Since weight gain is a result of the over consumption of calories relative to the amount that is burned, the sleeve gastrectomy works to encourage weight loss by restricting the number of calories that can be consumed. Additionally, it is believed that there is a decrease in the level of hunger hormones that are made by the stomach. Since a large percentage of the stomach is removed, the patient does not feel as hungry.
The New Way of Digestion.
In the normal digestive process, food passes through the stomach and enters the small intestine where most of the nutrients and calories are absorbed. The food then passes into the large intestine (a.k.a the colon).
The sleeve gastrectomy works to create a small narrow stomach essentially a stomach about the size of an eight inch segment of garden hose. As a result, the patient eats much less and feels less hunger. Unlike the gastric bypass, there is no change in the anatomy of the intestine so there is no malabsorption.
The obvious benefit of sleeve gastrectomy surgery is weight loss.
Traditionally, surgeons would claim that weight loss surgery was effective because it resulted in eating less (restriction) and absorbing fewer calories (malabsorption). Although this is true, there are more important mechanisms as to why patients lose weight following bariatric surgeries.
Based on current research, physicians and educators believe that weight loss after a sleeve gastrectomy is also due to a reduction in the levels of hunger hormones, most notably ghrelin, which is believed to stimulate our desire to eat. After removing a large percentage of the stomach volume, the levels of ghrelin are reduced so we feel less hunger after having the gastric sleeve.
The future of gastric sleeve surgery is much safer.
In the past, bariatric surgery was performed by creating a large incision. Not only is this unappealing, but doing an open operation carries more surgical risk. Currently, all of these operations, including the gastric bypass, are performed laparoscopically (TV camera surgery) or even with the surgical robot.
As bariatric surgeries have evolved, so has the risk of surgery.
Many patients know they need to lose weight but are afraid to consider the option of weight loss surgery because of the perceived risk. However, a laparoscopic sleeve gastrectomy has less risk than many other commonly performed abdominal surgeries. In fact, for our obese patients, the overall risk of the disease of obesity and its health consequences is greater than having surgery to lose weight.
The benefits of the gastric sleeve.
As mentioned above, not having weight loss surgery can actually be more detrimental and fatal to patients than having the procedure done.

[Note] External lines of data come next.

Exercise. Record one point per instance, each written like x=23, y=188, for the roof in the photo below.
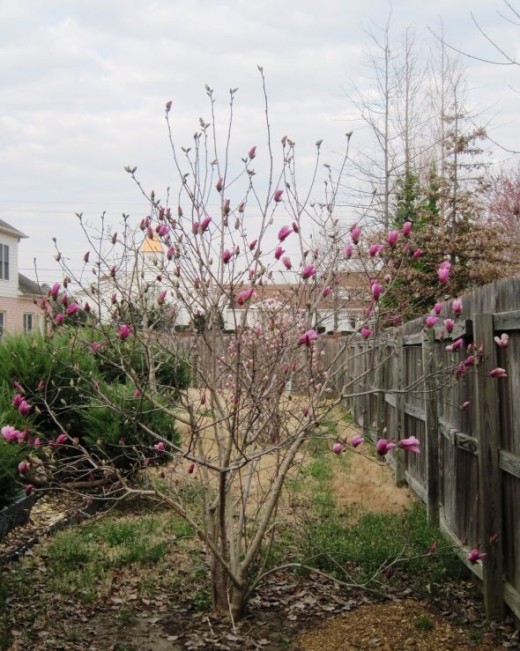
x=28, y=286
x=151, y=245
x=10, y=230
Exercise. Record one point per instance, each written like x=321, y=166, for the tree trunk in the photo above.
x=228, y=599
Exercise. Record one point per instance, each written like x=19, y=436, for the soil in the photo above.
x=287, y=614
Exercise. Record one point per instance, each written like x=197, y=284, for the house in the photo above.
x=138, y=279
x=19, y=311
x=340, y=311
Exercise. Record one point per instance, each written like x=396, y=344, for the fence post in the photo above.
x=398, y=383
x=431, y=427
x=489, y=473
x=365, y=400
x=380, y=386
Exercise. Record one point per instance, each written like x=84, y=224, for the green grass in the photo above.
x=359, y=547
x=85, y=560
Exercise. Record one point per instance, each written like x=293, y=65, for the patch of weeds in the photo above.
x=70, y=551
x=319, y=469
x=424, y=623
x=142, y=552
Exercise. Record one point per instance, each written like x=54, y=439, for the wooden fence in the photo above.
x=468, y=473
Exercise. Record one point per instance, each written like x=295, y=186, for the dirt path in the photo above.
x=288, y=615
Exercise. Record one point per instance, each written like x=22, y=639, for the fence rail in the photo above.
x=469, y=428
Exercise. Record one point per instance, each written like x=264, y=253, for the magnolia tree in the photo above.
x=224, y=275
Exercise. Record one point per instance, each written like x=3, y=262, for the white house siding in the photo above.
x=13, y=313
x=9, y=288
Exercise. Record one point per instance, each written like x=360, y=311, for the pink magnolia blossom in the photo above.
x=498, y=372
x=443, y=272
x=308, y=337
x=375, y=249
x=407, y=228
x=226, y=256
x=205, y=224
x=366, y=332
x=279, y=251
x=383, y=446
x=308, y=271
x=347, y=251
x=392, y=238
x=502, y=341
x=73, y=308
x=475, y=555
x=124, y=331
x=24, y=467
x=24, y=408
x=162, y=296
x=245, y=295
x=17, y=400
x=54, y=291
x=377, y=290
x=456, y=306
x=284, y=233
x=355, y=234
x=10, y=433
x=411, y=444
x=449, y=324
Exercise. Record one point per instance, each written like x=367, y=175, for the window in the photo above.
x=28, y=321
x=4, y=262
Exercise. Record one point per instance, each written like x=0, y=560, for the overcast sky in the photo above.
x=83, y=86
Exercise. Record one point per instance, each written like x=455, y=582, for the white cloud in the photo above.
x=83, y=87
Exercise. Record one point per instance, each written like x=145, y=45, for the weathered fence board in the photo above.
x=469, y=429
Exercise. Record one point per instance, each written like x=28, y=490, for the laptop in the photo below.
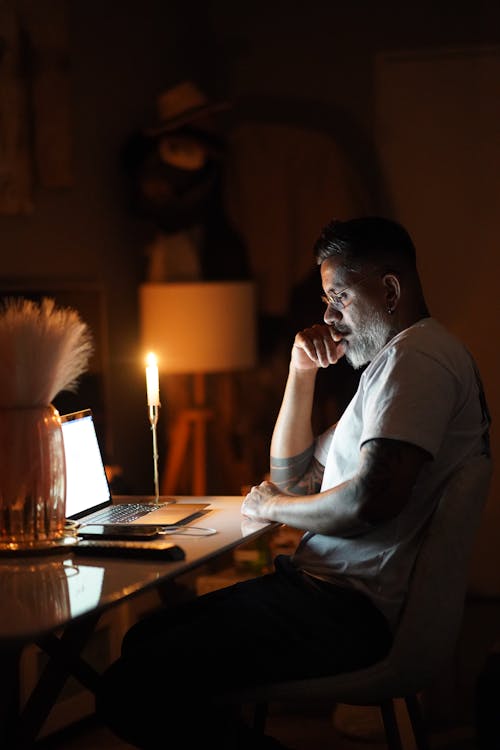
x=88, y=495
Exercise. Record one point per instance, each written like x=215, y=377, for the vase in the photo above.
x=32, y=479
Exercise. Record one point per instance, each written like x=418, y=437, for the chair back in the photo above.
x=431, y=621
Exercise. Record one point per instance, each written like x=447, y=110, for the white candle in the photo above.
x=152, y=380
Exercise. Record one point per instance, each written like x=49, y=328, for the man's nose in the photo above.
x=332, y=315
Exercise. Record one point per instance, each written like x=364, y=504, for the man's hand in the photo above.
x=318, y=346
x=258, y=504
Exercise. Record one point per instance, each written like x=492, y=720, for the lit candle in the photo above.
x=152, y=381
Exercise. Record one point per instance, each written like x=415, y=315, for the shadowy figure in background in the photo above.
x=361, y=492
x=176, y=171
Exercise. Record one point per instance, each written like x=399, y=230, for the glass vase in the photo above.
x=32, y=478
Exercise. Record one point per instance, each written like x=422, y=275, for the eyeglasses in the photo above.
x=337, y=300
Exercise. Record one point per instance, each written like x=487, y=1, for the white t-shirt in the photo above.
x=422, y=389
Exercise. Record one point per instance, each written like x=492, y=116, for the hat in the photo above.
x=180, y=105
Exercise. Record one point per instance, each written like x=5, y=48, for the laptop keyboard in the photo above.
x=124, y=513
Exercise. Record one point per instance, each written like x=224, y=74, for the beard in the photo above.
x=372, y=337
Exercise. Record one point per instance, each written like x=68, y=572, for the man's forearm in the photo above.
x=293, y=430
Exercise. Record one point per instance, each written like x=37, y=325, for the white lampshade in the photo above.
x=199, y=326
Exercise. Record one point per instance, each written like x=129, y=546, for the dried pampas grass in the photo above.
x=43, y=350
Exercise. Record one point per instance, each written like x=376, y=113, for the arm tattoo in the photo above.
x=301, y=474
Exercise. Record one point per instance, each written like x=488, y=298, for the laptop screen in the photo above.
x=86, y=482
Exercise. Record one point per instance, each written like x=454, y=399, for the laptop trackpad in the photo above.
x=176, y=513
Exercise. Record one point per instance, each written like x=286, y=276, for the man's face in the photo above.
x=362, y=320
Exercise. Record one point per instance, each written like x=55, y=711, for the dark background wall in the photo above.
x=309, y=63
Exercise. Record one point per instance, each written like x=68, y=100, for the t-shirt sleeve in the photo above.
x=410, y=396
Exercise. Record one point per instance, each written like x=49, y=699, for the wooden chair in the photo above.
x=430, y=624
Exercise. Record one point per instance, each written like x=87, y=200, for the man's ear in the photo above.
x=392, y=291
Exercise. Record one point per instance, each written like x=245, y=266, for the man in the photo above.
x=362, y=492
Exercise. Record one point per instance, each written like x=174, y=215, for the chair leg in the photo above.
x=417, y=722
x=260, y=716
x=391, y=726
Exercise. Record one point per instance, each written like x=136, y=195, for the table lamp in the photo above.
x=197, y=328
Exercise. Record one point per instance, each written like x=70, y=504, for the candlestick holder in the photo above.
x=153, y=420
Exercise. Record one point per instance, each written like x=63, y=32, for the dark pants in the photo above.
x=487, y=706
x=275, y=627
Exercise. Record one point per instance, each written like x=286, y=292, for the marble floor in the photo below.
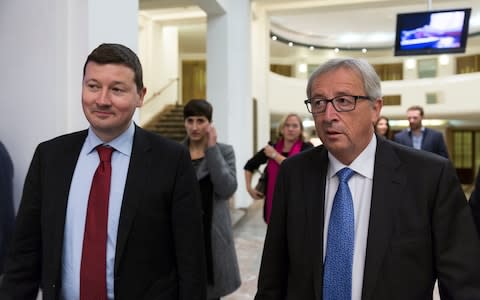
x=249, y=232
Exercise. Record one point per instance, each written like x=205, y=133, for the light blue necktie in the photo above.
x=337, y=276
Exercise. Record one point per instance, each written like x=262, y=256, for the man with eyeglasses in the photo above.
x=349, y=222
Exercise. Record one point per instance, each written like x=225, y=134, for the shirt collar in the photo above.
x=122, y=143
x=363, y=164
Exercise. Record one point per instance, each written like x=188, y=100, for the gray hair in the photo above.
x=371, y=81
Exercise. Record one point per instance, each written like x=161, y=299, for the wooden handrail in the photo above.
x=161, y=90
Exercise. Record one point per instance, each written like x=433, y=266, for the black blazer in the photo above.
x=432, y=141
x=159, y=252
x=420, y=228
x=475, y=202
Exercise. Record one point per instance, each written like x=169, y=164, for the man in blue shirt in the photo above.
x=420, y=137
x=150, y=240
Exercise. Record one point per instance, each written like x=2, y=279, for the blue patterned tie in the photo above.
x=337, y=278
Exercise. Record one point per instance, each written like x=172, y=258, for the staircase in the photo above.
x=169, y=123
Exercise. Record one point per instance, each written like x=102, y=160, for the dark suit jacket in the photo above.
x=432, y=141
x=475, y=202
x=420, y=228
x=6, y=202
x=159, y=244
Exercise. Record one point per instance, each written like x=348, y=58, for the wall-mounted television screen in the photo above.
x=432, y=32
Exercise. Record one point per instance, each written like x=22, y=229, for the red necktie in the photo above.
x=93, y=285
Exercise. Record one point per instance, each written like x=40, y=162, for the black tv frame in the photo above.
x=415, y=17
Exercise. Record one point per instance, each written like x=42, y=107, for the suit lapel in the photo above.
x=388, y=183
x=138, y=170
x=314, y=187
x=65, y=160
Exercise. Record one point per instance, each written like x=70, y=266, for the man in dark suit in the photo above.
x=399, y=235
x=6, y=202
x=154, y=245
x=420, y=137
x=475, y=201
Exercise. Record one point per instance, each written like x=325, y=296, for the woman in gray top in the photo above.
x=215, y=167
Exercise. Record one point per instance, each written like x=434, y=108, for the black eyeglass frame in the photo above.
x=331, y=100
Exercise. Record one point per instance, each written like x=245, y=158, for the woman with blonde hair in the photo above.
x=290, y=142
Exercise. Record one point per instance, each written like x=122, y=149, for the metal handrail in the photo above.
x=161, y=90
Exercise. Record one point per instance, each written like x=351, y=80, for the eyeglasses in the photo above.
x=340, y=103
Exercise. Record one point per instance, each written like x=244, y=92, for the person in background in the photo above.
x=349, y=222
x=420, y=137
x=7, y=214
x=214, y=164
x=474, y=201
x=91, y=226
x=382, y=127
x=290, y=142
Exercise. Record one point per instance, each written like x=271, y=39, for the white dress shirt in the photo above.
x=360, y=185
x=87, y=163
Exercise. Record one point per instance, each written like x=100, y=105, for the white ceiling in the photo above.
x=331, y=23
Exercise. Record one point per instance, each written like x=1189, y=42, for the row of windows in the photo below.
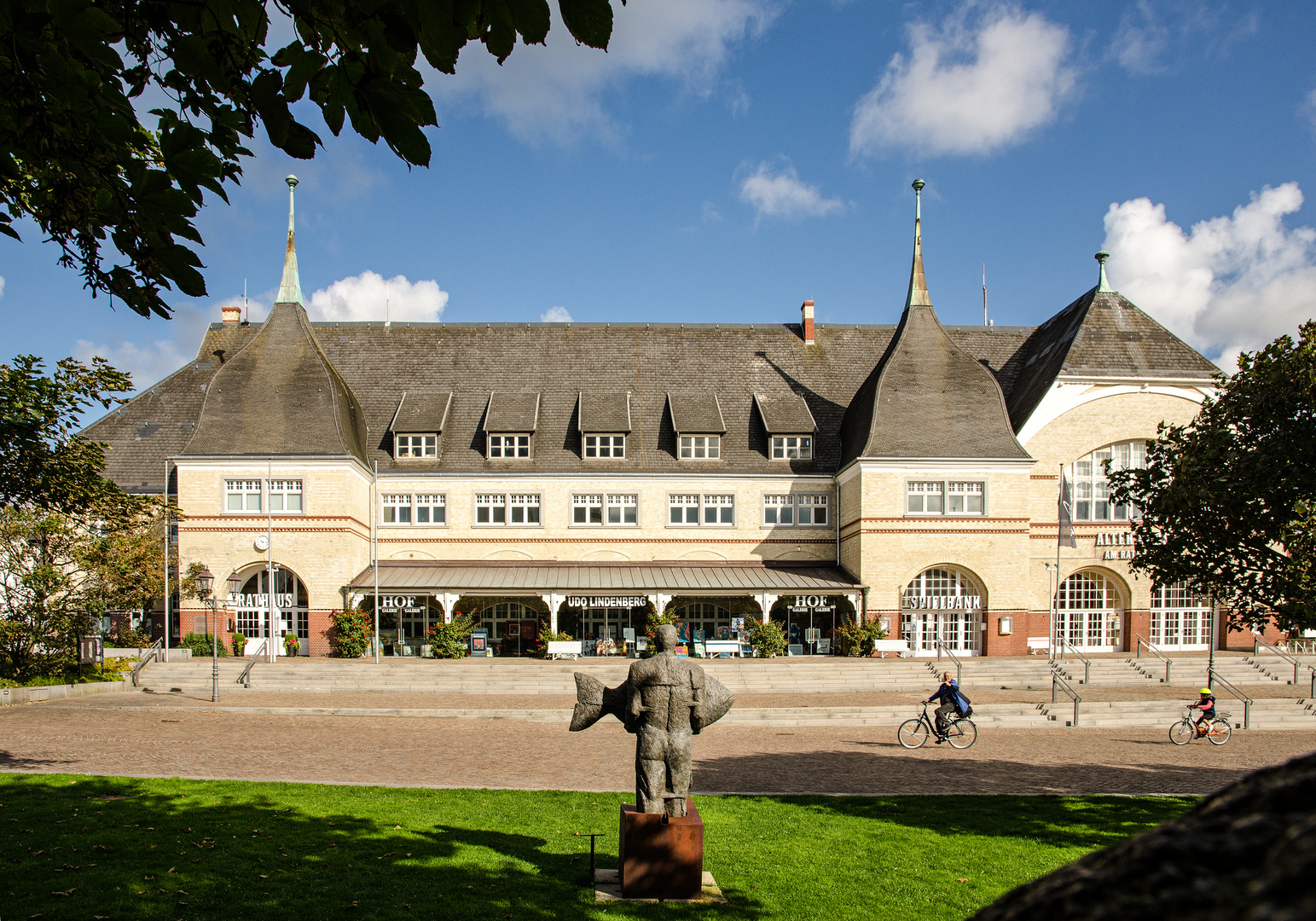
x=606, y=509
x=693, y=448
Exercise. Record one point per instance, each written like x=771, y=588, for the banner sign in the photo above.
x=607, y=601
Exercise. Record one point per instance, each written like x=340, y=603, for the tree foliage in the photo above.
x=119, y=196
x=43, y=460
x=1228, y=501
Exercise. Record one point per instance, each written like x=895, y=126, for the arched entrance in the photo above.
x=291, y=611
x=1180, y=617
x=942, y=604
x=1090, y=612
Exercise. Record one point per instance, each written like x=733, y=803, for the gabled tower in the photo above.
x=927, y=397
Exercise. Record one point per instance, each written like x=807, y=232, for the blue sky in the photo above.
x=728, y=159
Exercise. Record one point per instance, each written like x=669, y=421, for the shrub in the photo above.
x=348, y=633
x=203, y=645
x=766, y=640
x=448, y=641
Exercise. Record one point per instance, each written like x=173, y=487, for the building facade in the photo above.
x=572, y=475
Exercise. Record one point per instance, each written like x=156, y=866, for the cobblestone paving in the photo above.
x=89, y=737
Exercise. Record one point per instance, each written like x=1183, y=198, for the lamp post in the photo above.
x=204, y=583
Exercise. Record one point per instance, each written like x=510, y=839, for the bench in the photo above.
x=564, y=649
x=881, y=647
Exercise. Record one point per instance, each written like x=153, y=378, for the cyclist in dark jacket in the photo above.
x=949, y=696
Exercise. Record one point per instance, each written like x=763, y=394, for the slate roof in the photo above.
x=279, y=395
x=1102, y=334
x=605, y=412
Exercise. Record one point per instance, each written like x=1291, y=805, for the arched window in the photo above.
x=942, y=604
x=1090, y=612
x=1180, y=618
x=1091, y=491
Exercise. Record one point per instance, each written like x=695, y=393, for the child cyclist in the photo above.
x=1207, y=704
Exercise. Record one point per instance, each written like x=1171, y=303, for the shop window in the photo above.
x=945, y=497
x=242, y=495
x=431, y=509
x=606, y=446
x=285, y=495
x=1093, y=492
x=700, y=448
x=397, y=509
x=416, y=446
x=792, y=448
x=509, y=446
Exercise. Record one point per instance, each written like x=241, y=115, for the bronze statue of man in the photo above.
x=664, y=702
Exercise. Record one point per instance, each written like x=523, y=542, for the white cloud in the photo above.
x=365, y=296
x=782, y=194
x=982, y=80
x=1231, y=283
x=554, y=92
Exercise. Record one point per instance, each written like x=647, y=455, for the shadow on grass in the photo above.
x=175, y=849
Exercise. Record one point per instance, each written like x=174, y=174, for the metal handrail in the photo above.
x=1257, y=645
x=152, y=654
x=1057, y=681
x=959, y=666
x=1087, y=663
x=1214, y=679
x=245, y=678
x=1153, y=650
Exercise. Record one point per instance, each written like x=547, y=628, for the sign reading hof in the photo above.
x=664, y=702
x=607, y=600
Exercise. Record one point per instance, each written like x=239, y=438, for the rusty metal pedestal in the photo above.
x=661, y=857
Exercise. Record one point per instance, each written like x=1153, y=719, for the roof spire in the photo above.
x=918, y=281
x=290, y=290
x=1102, y=285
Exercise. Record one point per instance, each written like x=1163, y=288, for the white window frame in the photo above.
x=281, y=494
x=503, y=443
x=1088, y=486
x=244, y=489
x=415, y=446
x=395, y=508
x=942, y=491
x=605, y=509
x=594, y=445
x=785, y=509
x=699, y=448
x=785, y=445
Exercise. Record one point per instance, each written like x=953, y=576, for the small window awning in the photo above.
x=540, y=576
x=785, y=414
x=605, y=414
x=697, y=414
x=512, y=411
x=419, y=411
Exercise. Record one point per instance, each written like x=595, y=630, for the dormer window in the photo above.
x=416, y=446
x=605, y=446
x=792, y=448
x=509, y=446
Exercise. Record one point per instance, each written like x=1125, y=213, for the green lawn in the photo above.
x=77, y=848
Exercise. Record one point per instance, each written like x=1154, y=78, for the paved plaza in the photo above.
x=253, y=737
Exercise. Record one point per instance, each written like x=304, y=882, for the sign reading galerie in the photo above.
x=607, y=600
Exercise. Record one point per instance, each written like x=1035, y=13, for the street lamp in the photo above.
x=204, y=583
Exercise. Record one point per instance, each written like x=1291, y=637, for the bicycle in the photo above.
x=961, y=733
x=1185, y=731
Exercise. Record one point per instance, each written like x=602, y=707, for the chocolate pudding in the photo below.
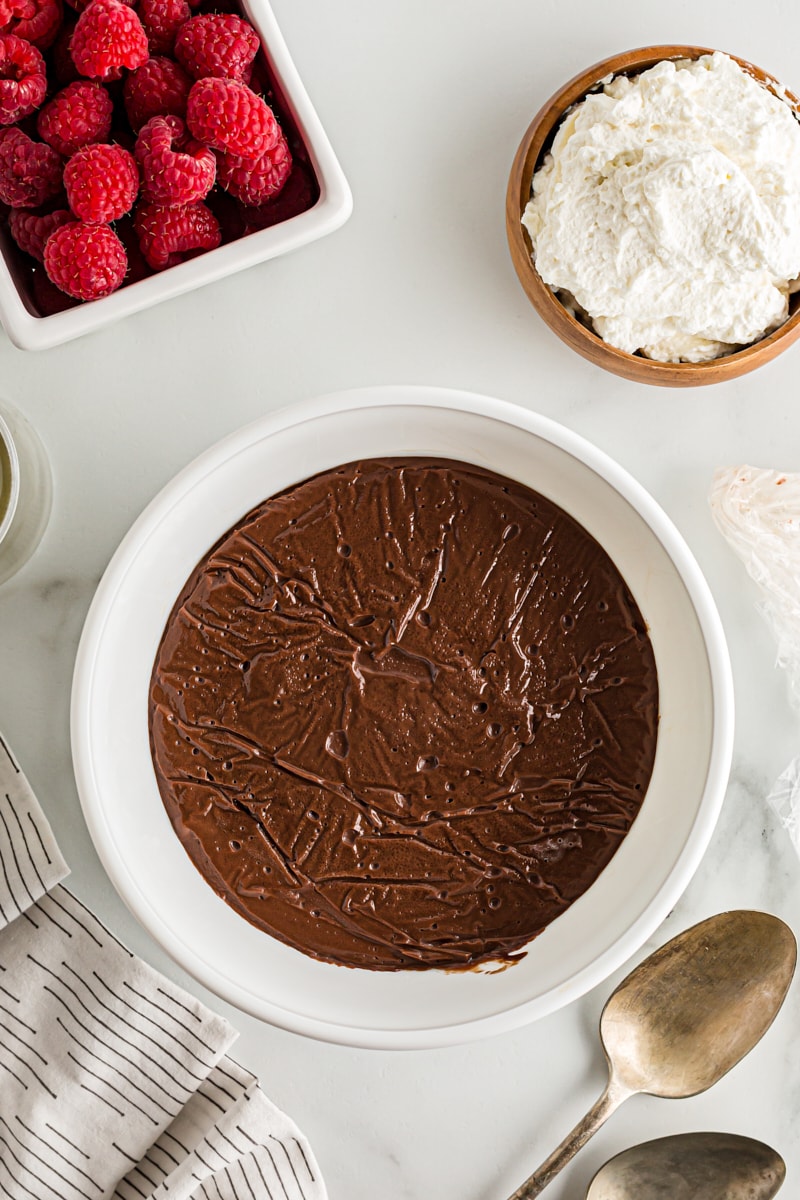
x=403, y=714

Like other surgical weight loss procedures, the gastric sleeve cures many obesity-related health concerns, so long as the patient continues to maintain their “new” weight. In most cases, the gastric sleeve will cure diabetes, sleep apnea, hypertension, joint pain, and heart disease as well as the rate of cancerous risk significantly decreases.
Consider the condition of obesity as a chronic disease. Like any other medical problem or chronic disease, it must be treated.